The group of about eight or ten strong men then began to work the rope while another started the botafumeiro  swinging.  With each swing they got it to go higher and wider, until it was virtually at a 90 degree angle at the top of the swing. It put out great streams of incense that filled the church with a nice odor. Eventually they brought it to a stop, and with a final prayer, the service ended.

Those of us who signed up for the Michelin one-star restaurant met by the Parador again, and then headed down that street to Casa Marcelo, showcase home to famed chef Marcelo Tejedor.  When we went in at 1:30 p.m., we were about the first people to arrive. The efficient young woman who did all the order taking and serving brought us iPads with the restaurant’s two degustacion menus displayed – one at 45 Euros with four courses, and another with nine courses at 75 Euros.  The iPad also provided the wine list, from which we selected a reasonable red wine, a tempranillo. 

The meal began with a cream of celery soup that had been foamed, perhaps from a siphon – it was heavenly. That was followed by a merluza (hake) that was so tender and perfect – perhaps one of the best I’ve ever had.  The last course, a seared rare tuna was excellent, but perhaps less challenging.  The dessert was pff pastry with vanilla bourbon cream.
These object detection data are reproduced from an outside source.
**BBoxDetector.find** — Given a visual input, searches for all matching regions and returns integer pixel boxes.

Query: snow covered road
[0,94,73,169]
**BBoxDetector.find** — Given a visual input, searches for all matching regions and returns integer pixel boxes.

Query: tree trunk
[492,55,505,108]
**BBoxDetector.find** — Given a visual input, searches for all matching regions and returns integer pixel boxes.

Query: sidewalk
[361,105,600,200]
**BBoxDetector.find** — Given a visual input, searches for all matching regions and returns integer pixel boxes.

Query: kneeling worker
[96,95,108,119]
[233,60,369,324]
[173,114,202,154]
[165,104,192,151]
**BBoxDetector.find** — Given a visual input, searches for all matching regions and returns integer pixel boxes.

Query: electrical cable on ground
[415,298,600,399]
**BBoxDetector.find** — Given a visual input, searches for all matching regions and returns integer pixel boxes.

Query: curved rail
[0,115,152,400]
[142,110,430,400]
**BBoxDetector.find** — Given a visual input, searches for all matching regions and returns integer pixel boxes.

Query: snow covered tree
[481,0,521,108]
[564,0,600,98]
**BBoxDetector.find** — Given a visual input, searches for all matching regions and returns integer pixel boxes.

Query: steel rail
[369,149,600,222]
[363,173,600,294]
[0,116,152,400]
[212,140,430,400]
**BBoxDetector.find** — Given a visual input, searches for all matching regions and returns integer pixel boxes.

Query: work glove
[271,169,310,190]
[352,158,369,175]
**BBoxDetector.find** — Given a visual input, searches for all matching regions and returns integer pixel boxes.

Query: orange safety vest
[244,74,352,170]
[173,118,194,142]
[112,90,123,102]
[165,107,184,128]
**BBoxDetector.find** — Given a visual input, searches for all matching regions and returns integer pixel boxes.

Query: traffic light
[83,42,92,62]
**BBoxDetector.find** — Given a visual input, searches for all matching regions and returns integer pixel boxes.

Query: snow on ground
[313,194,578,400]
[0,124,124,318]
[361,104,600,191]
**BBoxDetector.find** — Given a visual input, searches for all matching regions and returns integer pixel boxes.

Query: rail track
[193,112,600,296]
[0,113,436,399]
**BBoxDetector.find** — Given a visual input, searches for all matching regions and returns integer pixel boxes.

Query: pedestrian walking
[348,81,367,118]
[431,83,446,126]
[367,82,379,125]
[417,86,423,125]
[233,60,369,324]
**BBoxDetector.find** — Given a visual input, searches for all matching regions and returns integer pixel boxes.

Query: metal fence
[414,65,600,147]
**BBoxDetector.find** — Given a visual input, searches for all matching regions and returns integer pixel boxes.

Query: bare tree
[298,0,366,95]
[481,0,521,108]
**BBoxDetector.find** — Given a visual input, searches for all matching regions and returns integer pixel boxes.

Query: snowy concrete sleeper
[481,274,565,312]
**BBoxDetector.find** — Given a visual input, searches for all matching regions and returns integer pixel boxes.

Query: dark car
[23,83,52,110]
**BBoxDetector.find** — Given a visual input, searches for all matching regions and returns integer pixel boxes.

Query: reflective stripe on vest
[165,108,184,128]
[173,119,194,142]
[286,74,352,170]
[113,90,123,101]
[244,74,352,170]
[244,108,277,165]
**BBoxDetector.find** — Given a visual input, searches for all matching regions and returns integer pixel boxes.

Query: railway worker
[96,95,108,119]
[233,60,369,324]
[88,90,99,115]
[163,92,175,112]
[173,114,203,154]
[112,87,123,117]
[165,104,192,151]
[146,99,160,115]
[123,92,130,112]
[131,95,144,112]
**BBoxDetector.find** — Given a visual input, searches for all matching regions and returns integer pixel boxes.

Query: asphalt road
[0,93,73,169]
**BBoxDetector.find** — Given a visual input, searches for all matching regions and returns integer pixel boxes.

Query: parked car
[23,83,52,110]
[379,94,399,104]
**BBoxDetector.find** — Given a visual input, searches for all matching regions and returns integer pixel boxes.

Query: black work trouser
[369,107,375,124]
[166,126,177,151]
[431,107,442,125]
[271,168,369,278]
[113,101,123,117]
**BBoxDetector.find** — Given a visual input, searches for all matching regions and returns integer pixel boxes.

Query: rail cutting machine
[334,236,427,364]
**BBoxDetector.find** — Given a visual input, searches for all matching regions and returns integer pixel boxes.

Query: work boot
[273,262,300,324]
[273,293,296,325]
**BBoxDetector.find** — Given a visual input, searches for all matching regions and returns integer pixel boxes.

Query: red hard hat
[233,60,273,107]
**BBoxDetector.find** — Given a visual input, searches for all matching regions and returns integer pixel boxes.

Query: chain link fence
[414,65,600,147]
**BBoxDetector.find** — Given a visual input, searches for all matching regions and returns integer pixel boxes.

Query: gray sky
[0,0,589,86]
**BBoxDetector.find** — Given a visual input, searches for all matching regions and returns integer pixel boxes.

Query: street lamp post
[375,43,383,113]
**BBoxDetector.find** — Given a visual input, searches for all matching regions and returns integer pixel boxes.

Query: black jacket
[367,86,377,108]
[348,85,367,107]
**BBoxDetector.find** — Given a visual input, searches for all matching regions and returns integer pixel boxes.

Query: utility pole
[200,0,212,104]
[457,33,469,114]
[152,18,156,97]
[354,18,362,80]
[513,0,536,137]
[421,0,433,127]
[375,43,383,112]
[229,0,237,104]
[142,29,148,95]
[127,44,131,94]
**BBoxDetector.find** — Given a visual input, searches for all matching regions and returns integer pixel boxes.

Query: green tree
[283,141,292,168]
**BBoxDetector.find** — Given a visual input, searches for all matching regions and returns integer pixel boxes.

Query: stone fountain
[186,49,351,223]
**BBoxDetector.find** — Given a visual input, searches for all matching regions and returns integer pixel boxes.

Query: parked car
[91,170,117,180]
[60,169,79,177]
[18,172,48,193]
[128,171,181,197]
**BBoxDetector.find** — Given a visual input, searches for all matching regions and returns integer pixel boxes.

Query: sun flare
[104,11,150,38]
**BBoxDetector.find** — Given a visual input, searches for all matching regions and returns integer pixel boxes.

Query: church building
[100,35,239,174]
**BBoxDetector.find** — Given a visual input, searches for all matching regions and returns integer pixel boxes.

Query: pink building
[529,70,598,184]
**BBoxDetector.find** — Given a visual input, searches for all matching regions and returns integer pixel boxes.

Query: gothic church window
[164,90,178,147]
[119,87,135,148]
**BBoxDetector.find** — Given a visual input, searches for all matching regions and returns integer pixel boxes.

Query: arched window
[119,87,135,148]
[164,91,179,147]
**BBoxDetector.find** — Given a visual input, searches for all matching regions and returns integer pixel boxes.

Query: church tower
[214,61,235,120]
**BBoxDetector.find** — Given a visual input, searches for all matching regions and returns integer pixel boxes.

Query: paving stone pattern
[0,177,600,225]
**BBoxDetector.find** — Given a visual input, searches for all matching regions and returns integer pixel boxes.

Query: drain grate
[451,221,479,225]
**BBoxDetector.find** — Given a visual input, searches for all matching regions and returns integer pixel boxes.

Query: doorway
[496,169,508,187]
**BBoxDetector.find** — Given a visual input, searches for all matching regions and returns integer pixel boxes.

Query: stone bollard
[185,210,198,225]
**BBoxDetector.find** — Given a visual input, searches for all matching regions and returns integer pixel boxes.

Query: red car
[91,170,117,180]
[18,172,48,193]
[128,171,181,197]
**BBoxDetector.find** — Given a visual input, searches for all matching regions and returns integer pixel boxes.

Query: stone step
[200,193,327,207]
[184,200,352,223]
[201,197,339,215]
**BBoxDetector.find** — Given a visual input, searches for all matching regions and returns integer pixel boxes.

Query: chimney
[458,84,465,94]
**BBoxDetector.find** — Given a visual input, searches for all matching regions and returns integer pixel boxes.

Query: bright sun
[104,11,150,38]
Fortunately our server was also very accommodating about running five separate Visa cards through her machine – it worked out to about 51 Euros per person.

Breads and pastries
 In the afternoon Marcia and I walked around and did a bit of shopping in a leather store and looking at other shop windows.  Not only is the presentation artistic and attractive, but you suddenly realize that despite the fact you're in the city center you have not seen a single chain store -- no Gap, no Banana Republic, no Benetton -- none of the omnipresent American or European logos and signs.  

Leather products
I searched for and bought a small leather change purse -- not exactly the design I had wanted, but it will serve.  Besides, the one they had was green, and the craftsman said, "No problem" when I asked about one in brown.  She simply dyed and dressed the leather in brown and buffed it while we waited.  

Hat shop
And, the hat shop on Rua do Vilar caught our eye with their stacks and stacks of red hat boxes from London.  Nothing would do but I must have a txapela, that is, a Basque beret.  The shopkeeper was a hoot: a little lady with very direct opinions.  When I began to debate whether I'd prefer the 20 Euro model or the 26 Euro model, she brusquely intervened, "The cheaper one will serve you just as well." 

We also looked in on a small workshop where ladies were doing lace work by hand, as well as specialty food and wine shops.  Marcia gave thought to searching for genuine saffron or pimenton, but we never found an open store that sold them.

About eight o’clock we met some of the group to go in search of tapas.  Marcia led us to the best vinoteca in Santiago (according to Alex and several guidebooks), one called O Beiro, but our group had too many disparate interests to continue there.  Some were looking for a sit-down restaurant and menu situation, while others wanted coffee and ice cream.

There were several options.  Marcia suggested a tapas place where people could point at what they wanted.  Katie and Pat joined us for tapas and – with all the noise, crowding at the bar, the various plates, and the many wines and beers being served by young girls running back and forth – this may have been the most authentic Spanish tapas experience of the trip.

Hostal dos Reis Catolicos
We headed back to our hotel, stopping by the Concello on the Praza do Obradadoiro to listen to the tunas who were performing  “Guantanamera” for an appreciative post-dinner crowd.

We decided to see the inside of the Parador Hostal de los Reis Catolicos again by having a pacharan in the bar before retiring to our hotel for a last night in Santiago.